Grate the cheese, preheat the oven to 450º and grease a cookie sheet.

Blend the flour, baking powder, pepper and mustard in a mixing bowl. Cut in the shortening and butter with a fork or pastry blender, then gently mix in the cheese with a fork.

Add enough milk to make batter stiff enough to drop. Drop rounded tablespoonfuls of batter on a greased cookie sheet, brush the tops with melted butter, then sprinkle with garlic powder. Bake at 450º for thirteen to fifteen minutes until lightly browned.

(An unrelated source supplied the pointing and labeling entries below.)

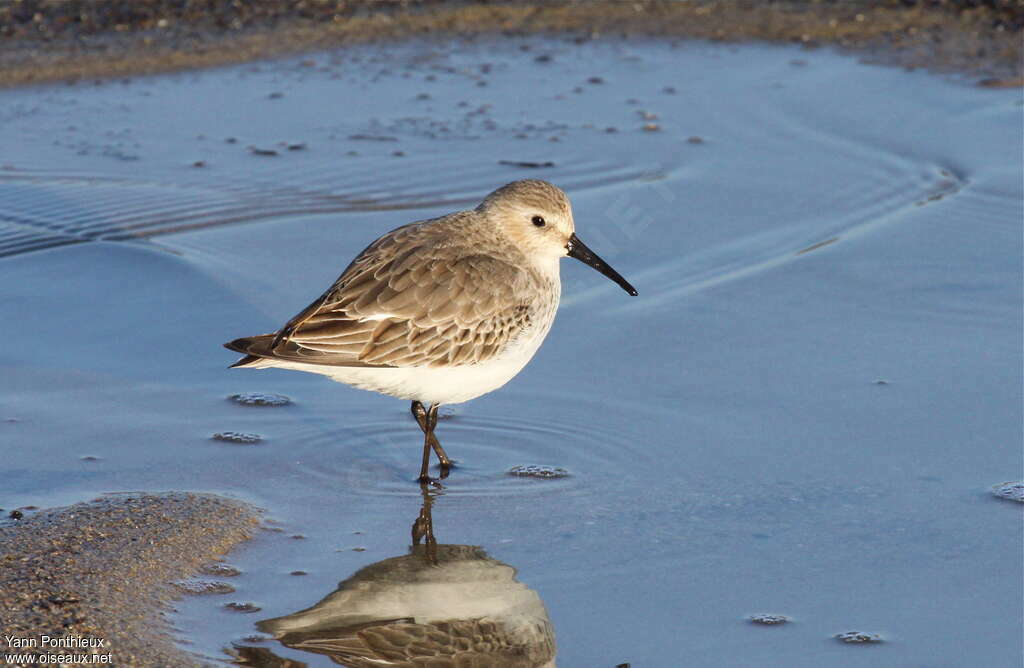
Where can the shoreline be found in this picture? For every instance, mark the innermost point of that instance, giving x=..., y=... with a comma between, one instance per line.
x=55, y=44
x=90, y=582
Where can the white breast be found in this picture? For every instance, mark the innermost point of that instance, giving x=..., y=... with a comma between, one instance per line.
x=443, y=384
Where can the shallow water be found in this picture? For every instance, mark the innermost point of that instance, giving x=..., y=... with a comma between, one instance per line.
x=803, y=413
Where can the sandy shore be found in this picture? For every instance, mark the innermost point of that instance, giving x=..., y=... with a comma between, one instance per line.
x=95, y=577
x=47, y=40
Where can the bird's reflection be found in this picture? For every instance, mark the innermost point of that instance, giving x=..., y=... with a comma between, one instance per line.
x=438, y=606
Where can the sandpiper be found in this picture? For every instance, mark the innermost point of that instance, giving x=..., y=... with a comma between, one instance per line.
x=441, y=310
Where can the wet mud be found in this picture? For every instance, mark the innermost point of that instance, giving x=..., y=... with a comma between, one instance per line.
x=104, y=571
x=50, y=40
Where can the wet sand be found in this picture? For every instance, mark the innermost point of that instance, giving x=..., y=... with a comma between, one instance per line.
x=102, y=571
x=57, y=41
x=843, y=190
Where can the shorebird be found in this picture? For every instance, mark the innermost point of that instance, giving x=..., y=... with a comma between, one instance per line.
x=440, y=310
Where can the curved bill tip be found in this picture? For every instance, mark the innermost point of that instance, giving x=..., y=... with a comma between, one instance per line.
x=579, y=250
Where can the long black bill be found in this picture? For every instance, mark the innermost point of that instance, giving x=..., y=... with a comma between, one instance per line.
x=580, y=251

NOTES: Lynne’s recipe calls for using eight tablespoons of butter-flavored shortening, but, growing up in Wisconsin, I prefer using a combination of real butter and shortening. If you use unsalted butter, add an eighth teaspoon of salt to the flour.

Lynne’s note for this recipe says it all: “Tastes like the cheese biscuits served at Red Lobster!!” All I can say is that they are delicious.

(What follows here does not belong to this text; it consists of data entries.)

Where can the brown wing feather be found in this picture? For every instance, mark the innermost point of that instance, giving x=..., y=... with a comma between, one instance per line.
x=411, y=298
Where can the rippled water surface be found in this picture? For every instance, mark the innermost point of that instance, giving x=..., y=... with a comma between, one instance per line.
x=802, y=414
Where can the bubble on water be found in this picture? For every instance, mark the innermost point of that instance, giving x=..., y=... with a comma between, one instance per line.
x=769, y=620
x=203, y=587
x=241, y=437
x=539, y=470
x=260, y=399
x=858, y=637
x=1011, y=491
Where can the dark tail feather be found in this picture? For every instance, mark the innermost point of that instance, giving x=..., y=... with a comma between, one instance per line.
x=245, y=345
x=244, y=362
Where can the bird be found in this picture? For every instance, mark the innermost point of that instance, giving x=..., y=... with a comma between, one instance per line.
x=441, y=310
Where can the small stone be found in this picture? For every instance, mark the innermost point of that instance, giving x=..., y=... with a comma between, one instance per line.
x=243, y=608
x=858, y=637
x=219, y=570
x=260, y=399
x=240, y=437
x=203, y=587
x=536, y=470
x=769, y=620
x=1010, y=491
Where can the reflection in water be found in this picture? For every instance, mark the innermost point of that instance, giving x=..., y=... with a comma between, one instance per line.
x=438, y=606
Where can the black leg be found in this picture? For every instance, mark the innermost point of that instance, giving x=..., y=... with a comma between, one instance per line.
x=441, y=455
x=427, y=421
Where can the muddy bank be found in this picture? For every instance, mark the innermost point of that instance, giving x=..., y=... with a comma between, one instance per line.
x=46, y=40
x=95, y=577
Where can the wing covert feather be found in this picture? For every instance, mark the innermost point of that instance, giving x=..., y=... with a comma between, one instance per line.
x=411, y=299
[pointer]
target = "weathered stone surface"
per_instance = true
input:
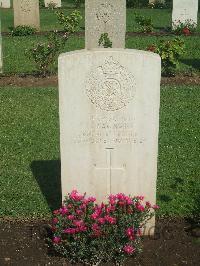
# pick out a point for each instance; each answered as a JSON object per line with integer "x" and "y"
{"x": 56, "y": 2}
{"x": 5, "y": 3}
{"x": 184, "y": 10}
{"x": 109, "y": 121}
{"x": 26, "y": 12}
{"x": 105, "y": 16}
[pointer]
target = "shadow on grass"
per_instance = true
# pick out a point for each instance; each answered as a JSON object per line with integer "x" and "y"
{"x": 47, "y": 174}
{"x": 195, "y": 63}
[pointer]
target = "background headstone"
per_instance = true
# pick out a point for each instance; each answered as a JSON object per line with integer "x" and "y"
{"x": 105, "y": 16}
{"x": 56, "y": 2}
{"x": 184, "y": 10}
{"x": 5, "y": 3}
{"x": 1, "y": 59}
{"x": 110, "y": 143}
{"x": 26, "y": 12}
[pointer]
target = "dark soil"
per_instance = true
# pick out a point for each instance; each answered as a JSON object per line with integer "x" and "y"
{"x": 176, "y": 242}
{"x": 38, "y": 81}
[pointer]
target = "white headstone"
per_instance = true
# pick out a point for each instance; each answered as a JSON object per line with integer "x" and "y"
{"x": 105, "y": 16}
{"x": 184, "y": 10}
{"x": 57, "y": 3}
{"x": 26, "y": 12}
{"x": 5, "y": 3}
{"x": 1, "y": 59}
{"x": 109, "y": 121}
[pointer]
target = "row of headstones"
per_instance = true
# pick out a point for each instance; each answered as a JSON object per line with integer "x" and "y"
{"x": 26, "y": 12}
{"x": 7, "y": 3}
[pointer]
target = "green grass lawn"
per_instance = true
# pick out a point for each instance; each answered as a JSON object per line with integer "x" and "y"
{"x": 29, "y": 166}
{"x": 15, "y": 60}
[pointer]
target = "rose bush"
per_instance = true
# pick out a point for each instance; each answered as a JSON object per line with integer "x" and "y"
{"x": 87, "y": 232}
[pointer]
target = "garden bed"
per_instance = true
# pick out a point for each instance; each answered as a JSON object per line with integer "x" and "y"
{"x": 176, "y": 242}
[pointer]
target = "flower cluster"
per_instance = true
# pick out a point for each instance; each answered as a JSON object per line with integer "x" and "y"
{"x": 184, "y": 28}
{"x": 87, "y": 232}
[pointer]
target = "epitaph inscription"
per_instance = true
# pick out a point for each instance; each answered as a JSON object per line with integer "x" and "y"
{"x": 25, "y": 5}
{"x": 110, "y": 86}
{"x": 107, "y": 129}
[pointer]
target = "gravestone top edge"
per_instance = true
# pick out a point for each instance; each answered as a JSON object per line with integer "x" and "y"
{"x": 110, "y": 50}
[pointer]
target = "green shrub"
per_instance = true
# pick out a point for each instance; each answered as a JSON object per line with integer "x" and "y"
{"x": 78, "y": 3}
{"x": 170, "y": 53}
{"x": 22, "y": 30}
{"x": 70, "y": 22}
{"x": 89, "y": 233}
{"x": 145, "y": 23}
{"x": 188, "y": 27}
{"x": 105, "y": 41}
{"x": 45, "y": 54}
{"x": 41, "y": 3}
{"x": 137, "y": 3}
{"x": 158, "y": 4}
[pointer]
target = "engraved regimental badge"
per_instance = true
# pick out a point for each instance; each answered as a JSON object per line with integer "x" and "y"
{"x": 110, "y": 86}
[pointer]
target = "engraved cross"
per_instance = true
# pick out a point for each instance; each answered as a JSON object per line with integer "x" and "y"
{"x": 109, "y": 169}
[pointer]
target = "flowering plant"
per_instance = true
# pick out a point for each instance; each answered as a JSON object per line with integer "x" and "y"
{"x": 184, "y": 28}
{"x": 90, "y": 233}
{"x": 145, "y": 23}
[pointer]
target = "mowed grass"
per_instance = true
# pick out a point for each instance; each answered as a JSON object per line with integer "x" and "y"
{"x": 161, "y": 18}
{"x": 29, "y": 166}
{"x": 17, "y": 61}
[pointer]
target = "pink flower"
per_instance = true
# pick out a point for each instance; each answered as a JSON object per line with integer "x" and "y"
{"x": 128, "y": 200}
{"x": 110, "y": 209}
{"x": 139, "y": 232}
{"x": 148, "y": 204}
{"x": 128, "y": 249}
{"x": 129, "y": 231}
{"x": 112, "y": 199}
{"x": 140, "y": 207}
{"x": 101, "y": 220}
{"x": 56, "y": 240}
{"x": 74, "y": 195}
{"x": 122, "y": 203}
{"x": 110, "y": 219}
{"x": 95, "y": 227}
{"x": 78, "y": 223}
{"x": 70, "y": 231}
{"x": 64, "y": 210}
{"x": 56, "y": 212}
{"x": 82, "y": 228}
{"x": 55, "y": 220}
{"x": 91, "y": 199}
{"x": 155, "y": 207}
{"x": 71, "y": 217}
{"x": 120, "y": 196}
{"x": 79, "y": 212}
{"x": 140, "y": 197}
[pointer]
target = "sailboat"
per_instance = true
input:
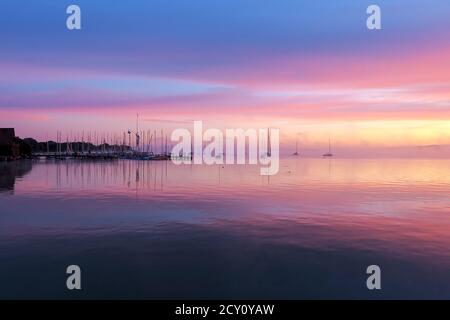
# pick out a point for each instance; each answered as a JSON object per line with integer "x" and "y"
{"x": 328, "y": 154}
{"x": 296, "y": 149}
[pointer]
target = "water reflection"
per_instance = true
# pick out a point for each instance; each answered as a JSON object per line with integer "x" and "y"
{"x": 156, "y": 230}
{"x": 10, "y": 171}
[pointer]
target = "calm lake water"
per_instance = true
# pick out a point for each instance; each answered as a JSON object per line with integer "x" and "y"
{"x": 156, "y": 230}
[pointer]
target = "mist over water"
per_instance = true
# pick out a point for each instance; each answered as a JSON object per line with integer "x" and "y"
{"x": 148, "y": 229}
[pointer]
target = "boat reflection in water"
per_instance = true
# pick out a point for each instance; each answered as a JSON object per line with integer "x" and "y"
{"x": 151, "y": 229}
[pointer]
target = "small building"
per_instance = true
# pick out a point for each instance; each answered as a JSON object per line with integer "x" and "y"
{"x": 9, "y": 148}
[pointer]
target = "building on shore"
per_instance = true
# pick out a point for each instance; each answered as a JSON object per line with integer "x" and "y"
{"x": 12, "y": 147}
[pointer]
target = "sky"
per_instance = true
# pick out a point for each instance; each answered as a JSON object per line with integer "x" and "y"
{"x": 310, "y": 68}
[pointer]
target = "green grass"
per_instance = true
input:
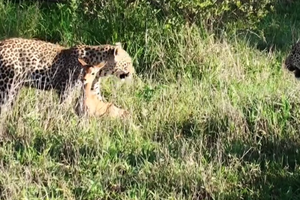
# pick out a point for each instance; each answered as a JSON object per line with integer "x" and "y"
{"x": 212, "y": 118}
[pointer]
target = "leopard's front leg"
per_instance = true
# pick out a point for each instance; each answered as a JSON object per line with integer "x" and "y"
{"x": 96, "y": 88}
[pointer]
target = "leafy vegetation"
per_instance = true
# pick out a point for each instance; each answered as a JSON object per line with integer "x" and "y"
{"x": 214, "y": 116}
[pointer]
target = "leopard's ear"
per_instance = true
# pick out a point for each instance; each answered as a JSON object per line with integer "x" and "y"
{"x": 82, "y": 62}
{"x": 118, "y": 44}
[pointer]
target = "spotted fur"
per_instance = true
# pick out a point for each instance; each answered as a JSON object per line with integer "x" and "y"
{"x": 292, "y": 62}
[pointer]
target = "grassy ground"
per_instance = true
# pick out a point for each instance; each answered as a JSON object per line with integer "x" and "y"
{"x": 212, "y": 118}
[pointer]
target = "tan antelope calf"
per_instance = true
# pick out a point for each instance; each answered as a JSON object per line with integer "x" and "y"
{"x": 92, "y": 106}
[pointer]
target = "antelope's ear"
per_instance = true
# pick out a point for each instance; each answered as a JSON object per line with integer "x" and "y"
{"x": 82, "y": 62}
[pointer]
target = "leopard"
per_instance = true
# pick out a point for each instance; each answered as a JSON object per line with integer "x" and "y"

Patsy’s Buttermilk Biscuits

There are times when baking powder biscuits are indispensable. Sausage gravy, for instance, demands light, tender homemade biscuits hot from the oven.

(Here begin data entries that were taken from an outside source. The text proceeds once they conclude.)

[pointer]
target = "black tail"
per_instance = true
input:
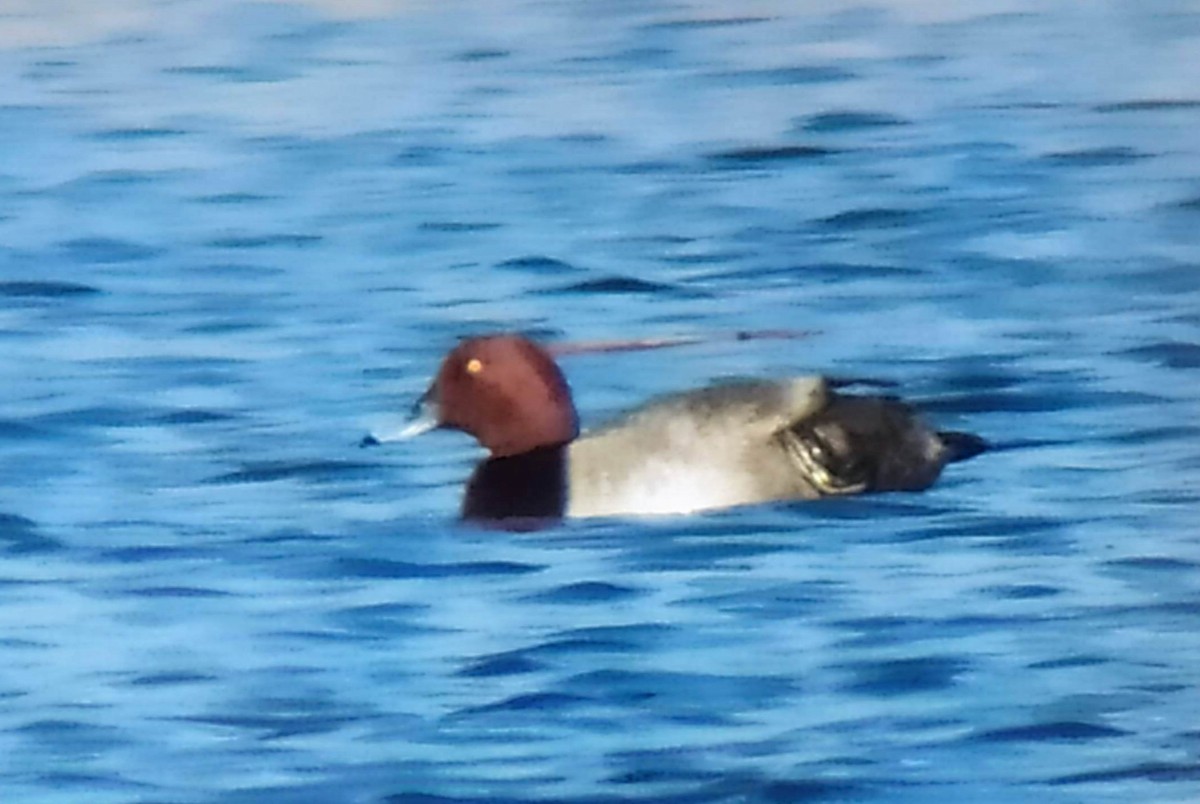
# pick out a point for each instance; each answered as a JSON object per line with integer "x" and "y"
{"x": 960, "y": 447}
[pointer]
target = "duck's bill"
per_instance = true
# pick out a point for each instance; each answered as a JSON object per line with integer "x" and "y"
{"x": 423, "y": 419}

Unfortunately, mine were neither light nor tender. Though some family members have disagreed, I still think that my biscuits were edible when hot from the oven and covered with gravy or spread generously with butter and jam. And once they had cooled, they could be used for coasters, hockey pucks or skeet practice.

It took courage to make them. Every few months I would try, with no noticeable improvement. Instead of floating down on the plate, they dropped, like ceramic coasters, with an annoying clinking sound. It also took courage to eat them. My victims/guests would ask for extra gravy or more jam.

A few weeks after I mentioned the problem to my sister Patsy, who is an excellent cook, I received the following email:

“Just thought I’d pass on this recipe for biscuits. It is from my Betty Crocker Cookbook and is my favorite for buttermilk biscuits. They always turn out well for me. Give them a try sometime.”

And so I did, and they were at least ten times better than any of my earlier efforts. Here is the recipe.

INGREDIENTS:

2 cups flour
2 tsp. sugar
2 tsp. baking powder
1 tsp. salt
1/2 tsp. baking soda
1/3 cup shortening
2/3 cup buttermilk
1 T milk

PROCEDURE:

Heat the oven to 400º F and bring the buttermilk to room temperature.

Sift the dry ingredients together in a mixing bowl. Cut in the shortening as you would for pie crust until it looks like cornmeal, and then add the buttermilk. Add a little more buttermilk if it looks too dry. Turn the dough out and knead it on a a floured board about fifteen turns, just until the dough forms a smooth ball.

Roll the dough to about a half inch thick and cut it with a water glass or doughnut cutter and place the biscuits an inch apart on an ungreased cookie sheet. Brush the tops with a little milk. Bake the biscuits for ten to twelve minutes or until they are lightly browned.

NOTES: Don’t knead the dough too long or the biscuits will be tough. You may have to make these biscuits a couple of times until you can recognize when you have kneaded the dough enough but not too much. Incidentally, a turn is rolling the dough over after you press it down and turning it a quarter turn.

The dough should be a half inch thick. A little thicker is better than too thin. You should end up with a dozen biscuits.